Let me start with the currency policy of an individual country, and then move to the more general topic of currency wars. When an individual country such as China lowers its exchange rate, the price of its goods become cheaper on international markets. This gives its exports a boost. However, while the policy may be good for the individual country, at least in the short-run, it comes at the expense of other countries who are placed at a competitive disadvantage. In China's case, the main impact is probably on workers in other developing countries where labor is also relatively cheap. That's not to say that there's no impact at all on the U.S. economy, only that we shouldn't expect too much if China revalues its currency.
There may be good reasons for a developing country to use currency policy to peg its exchange rate. For example, a stable exchange rate may promote a more stable economy. Pegging the exchange rate at a low enough level can also promote export led development, and allow the accumulation of reserves that might be needed to hold off a speculative attack on the currency.
In a recession, there is also an incentive to lower the exchange rate as a means of stimulating the economy, something that is usually accomplished by expanding the domestic money supply. So long as only a few countries do this, it should have the intended effect.
The problem is that in a recession, other countries also have an incentive to lower their exchange rate. In addition, the bad domestic conditions make countries very sensitive to the perception that they are being harmed through exchange rate manipulation. This can create ill will, or enhance resentments over currency policy that already exist. Thus, if one country is perceived to be taking unfair advantage, other countries are likely to retaliate by imposing tariffs or by lowering their own exchange rates to re-level the playing field.

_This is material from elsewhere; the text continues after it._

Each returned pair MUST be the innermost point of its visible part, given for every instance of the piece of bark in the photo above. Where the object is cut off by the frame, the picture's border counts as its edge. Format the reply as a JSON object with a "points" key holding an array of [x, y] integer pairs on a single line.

If a currency war ensues and everyone lowers their exchange rate, then, in the end, no country will gain an advantage relative to others (though there will be variation along the way as some countries move faster or slower than others). But, it will have the effect of expanding the world money supply.
Will the expansion in the worldwide money supply be helpful? Paul Krugman argues that if short-term interest rates were above the zero bound, as they were in the 1930s due to the adherence of many countries to the gold standard, it could be. As interest rates fell around the world with the expansion of the worldwide money supply, that would stimulate more consumption, more investment, and more international trade. But with interest rates at the zero bound, as they are for most countries right now (net of risk premia), an increase in the world wide money supply will not have much of an impact on interest rates and hence won't do much to stimulate economies.
However, while the positive effects a currency war produced in the 1930s are unlikely to reappear, there is a chance of large negative effects such as a simultaneous trade war or the breakdown of the international monetary system, so let's hope a currency war can be avoided.